Il ne m’appartient pas de dire à la FEV ce qu’elle doit faire. Toutefois, à mon sens, on ne peut être en paix de cette manière avec des responsables musulmans, s’inspirant des *Frères musulmans, qui ont déclaré la guerre (djihad) à l’Occident. Si la direction de la FEV a manqué de discernement dans cette célébration, que se passera-t-il à l’avenir ? Va-t-elle céder « au nom de la paix » face aux revendications que pourraient avoir les musulmans, par exemple l’effacement des fêtes chrétiennes qui heurtent leur sensibilité, etc. ?
Je considère que la reconnaissance de la FEV par l’État vaudois a du sens. Les évangéliques ont tant apporté à ce canton. Mais ils ne doivent rien céder sur leur identité chrétienne, enracinée dans la Bible. La mission des Églises est de témoigner avec humilité et fierté du Christ au sein de la pluralité. Sans quoi, elles ont perdu leur raison d’être.

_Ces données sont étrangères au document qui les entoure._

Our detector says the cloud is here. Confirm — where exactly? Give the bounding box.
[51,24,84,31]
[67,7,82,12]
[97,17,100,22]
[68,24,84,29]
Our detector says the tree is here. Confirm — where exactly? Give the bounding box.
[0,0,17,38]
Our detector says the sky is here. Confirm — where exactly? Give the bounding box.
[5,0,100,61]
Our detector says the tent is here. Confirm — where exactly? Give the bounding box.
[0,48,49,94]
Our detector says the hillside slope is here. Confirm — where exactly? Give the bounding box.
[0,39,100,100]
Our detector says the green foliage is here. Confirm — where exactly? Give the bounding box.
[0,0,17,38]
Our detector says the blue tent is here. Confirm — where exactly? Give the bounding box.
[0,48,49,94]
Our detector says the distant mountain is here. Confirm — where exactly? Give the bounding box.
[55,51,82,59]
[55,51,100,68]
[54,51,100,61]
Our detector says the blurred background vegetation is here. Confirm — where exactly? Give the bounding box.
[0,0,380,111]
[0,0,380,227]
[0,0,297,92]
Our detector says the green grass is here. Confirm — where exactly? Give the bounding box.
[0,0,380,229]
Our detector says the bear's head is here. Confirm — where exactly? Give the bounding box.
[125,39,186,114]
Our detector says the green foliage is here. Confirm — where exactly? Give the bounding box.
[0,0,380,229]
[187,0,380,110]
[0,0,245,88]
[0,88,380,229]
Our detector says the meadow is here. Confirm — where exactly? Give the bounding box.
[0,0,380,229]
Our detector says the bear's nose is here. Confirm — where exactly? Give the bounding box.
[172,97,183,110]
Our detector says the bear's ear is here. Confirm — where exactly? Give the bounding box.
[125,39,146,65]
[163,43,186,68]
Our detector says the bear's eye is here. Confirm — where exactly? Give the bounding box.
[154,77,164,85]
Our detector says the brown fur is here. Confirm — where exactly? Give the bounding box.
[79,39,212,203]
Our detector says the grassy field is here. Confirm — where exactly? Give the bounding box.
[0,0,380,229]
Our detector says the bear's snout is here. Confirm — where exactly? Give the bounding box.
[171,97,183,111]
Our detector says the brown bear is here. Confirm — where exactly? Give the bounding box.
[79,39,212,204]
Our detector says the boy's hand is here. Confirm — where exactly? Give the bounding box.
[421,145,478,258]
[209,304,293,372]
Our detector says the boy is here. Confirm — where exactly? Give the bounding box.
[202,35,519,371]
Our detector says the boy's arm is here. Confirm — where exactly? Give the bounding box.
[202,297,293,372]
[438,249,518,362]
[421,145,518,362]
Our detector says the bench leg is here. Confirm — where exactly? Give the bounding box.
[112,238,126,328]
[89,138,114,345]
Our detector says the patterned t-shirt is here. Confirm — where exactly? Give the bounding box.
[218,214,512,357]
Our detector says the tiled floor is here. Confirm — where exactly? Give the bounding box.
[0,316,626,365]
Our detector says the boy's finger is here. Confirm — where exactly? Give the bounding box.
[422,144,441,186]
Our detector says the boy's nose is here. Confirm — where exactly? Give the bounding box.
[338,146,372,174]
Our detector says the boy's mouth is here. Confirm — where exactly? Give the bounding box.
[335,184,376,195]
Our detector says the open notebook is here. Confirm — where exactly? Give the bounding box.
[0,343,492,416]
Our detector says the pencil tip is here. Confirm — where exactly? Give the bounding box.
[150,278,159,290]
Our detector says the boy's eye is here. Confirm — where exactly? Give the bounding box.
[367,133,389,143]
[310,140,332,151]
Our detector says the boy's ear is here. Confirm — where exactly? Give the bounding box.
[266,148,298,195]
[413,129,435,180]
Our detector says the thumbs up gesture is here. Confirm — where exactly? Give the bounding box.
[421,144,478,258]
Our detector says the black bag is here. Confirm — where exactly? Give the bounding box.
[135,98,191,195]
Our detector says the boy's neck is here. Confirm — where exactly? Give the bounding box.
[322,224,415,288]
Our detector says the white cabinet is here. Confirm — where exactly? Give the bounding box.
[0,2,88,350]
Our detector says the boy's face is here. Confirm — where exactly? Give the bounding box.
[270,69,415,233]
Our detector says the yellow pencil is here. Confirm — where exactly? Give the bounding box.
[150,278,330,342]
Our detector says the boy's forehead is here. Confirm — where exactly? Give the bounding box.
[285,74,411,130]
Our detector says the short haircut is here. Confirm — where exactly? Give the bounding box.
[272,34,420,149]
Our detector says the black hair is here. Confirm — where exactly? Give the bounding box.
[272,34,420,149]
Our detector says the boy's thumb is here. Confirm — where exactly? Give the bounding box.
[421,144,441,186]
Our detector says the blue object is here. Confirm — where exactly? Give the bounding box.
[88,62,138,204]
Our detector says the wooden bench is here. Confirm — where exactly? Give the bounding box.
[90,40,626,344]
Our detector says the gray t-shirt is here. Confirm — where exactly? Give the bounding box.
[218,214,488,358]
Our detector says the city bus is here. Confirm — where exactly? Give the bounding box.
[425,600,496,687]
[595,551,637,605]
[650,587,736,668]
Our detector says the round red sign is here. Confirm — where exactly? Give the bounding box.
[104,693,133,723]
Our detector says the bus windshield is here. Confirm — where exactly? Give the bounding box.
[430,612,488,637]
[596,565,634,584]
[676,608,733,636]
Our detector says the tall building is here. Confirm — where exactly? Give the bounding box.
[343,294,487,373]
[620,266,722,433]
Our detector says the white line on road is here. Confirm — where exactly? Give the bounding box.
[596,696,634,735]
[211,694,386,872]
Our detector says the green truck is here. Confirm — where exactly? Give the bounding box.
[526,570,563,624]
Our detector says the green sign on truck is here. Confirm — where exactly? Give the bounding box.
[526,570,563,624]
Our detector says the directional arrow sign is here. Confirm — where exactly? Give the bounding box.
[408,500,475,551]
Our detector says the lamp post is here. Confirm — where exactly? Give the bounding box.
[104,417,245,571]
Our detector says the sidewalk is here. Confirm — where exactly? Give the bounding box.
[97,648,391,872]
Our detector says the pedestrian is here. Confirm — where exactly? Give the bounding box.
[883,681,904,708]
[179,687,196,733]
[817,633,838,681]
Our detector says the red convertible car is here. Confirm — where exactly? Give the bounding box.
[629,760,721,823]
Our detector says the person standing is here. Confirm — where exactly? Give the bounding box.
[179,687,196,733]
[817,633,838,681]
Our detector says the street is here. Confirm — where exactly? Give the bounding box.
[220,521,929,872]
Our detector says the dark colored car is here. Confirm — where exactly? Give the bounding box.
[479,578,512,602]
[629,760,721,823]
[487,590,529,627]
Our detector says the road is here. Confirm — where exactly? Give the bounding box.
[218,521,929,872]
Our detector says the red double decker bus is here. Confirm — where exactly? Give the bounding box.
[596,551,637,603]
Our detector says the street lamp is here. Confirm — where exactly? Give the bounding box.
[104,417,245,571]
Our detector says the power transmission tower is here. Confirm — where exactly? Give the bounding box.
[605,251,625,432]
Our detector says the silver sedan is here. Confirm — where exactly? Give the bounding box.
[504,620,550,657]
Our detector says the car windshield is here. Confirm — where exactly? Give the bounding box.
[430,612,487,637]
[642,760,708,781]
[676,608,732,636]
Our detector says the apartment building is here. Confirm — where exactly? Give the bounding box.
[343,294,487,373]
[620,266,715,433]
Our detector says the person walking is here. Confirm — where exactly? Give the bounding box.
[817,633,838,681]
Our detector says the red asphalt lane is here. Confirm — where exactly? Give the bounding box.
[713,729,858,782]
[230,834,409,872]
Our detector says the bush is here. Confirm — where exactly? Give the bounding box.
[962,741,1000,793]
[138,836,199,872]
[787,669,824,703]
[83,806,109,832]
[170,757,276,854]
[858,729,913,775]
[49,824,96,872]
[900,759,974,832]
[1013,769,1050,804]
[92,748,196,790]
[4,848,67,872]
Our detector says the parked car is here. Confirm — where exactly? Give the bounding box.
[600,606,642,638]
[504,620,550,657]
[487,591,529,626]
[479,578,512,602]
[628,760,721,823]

Pour faire suite à cette situation sans précédent, vous avez transmis des demandes aux autorités réformées. Pouvez-vous les résumer brièvement ?
Avec deux autres pasteurs, nous leur avons demandé de répondre à ces trois questions :
1. Reconnaissez-vous que le rôle premier de la Cathédrale de Lausanne est d’attester de la beauté, de la vérité et de l’accueil du Christ qui appelle tous à lui (Jean 14, v.6)?
2. Reconnaissez-vous que l’UVAM a des liens historiques avec les Frères musulmans?
3. Considérez-vous comme approprié qu’un imam de l’UVAM récite au cœur de la Cathédrale des paroles du Coran (2/127-134; 3/64) qui appellent subtilement chrétiens et juifs à se soumettre à l’islam? Nous attendons toujours leurs réponses.
Pour plus d’éléments, vous pouvez consulter le blog de Shafique Keshavjee: https://skblog.ch/2025/12/03/un-recitation-du-coran-a-la-cathedrale-de-lausanne-suscite-la-polemique/
*Les Frères musulmans: Mouvement politico-idéologique islamiste transnational, fondé en Égypte en 1928 par Hassan al-Banna, qui prône un retour à un islam politique basé sur la charia, en opposition à la sécularisation et à l’influence occidentale. Il est considéré comme terroriste par plusieurs pays.
*Dhimmi: Terme historique du droit musulman qui désigne les sujets non-musulmans d’un État sous gouvernance musulmane.